Enviada em 19/06/2020

A Declaração Universal dos Direitos Humanos, proclamado pela ONU em 1948, garante a todos os indivíduos o direito à saúde e ao bem estar. Porém desde a Guerra Fria, a ansiedade impossibilita que grande parte da população brasileira desfrute desse direito universal. Nessa perspectiva, esse problema será resolvido quando as pessoas souberem como evitar e lidar com esse transtorno.

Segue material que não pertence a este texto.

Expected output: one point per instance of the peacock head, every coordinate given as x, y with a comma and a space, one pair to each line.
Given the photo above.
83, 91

No Brasil, ensinam para os jovens que devem escolher suas profissões antes de se formar do Ensino Médio, que não se pode perder tempo, visto que isso levaria ao fracasso. Esse pensamento contradiz Sêneca, filósofo grego, que dizia que não devemos antecipar desgraças. Com isso, é importante que a escola e os pais respeitem as escolhas e sentimentos dos jovens e, também, entendam a gravidade dessa doença. É notório que depois da Guerra Fria o mundo sofreu um avanço tecnológico global, impactando diretamente na vida das pessoas. O aumento do consumo, juntamente com o aumento da industrialização, gerou competitividade e, desse modo, a demanda por inovações. Apesar dos benefícios trazidos, houve um aumento nos diagnósticos de doenças, oriundas de longas jornadas de trabalho. Fica evidente que é necessário que o MEC, juntamente com a escola, disponibilize palestras para os pais, sobre como não pressionar seus filhos, para que os jovens se sintam confortáveis. Além disso é importante que o Ministério da Saúde disponibilize propagandas objetivas, com o intuito de atingir de atingir o público jovem que acabou de adentrar o mercado de trabalho, visto que são um dos principais impactados por esse transtorno.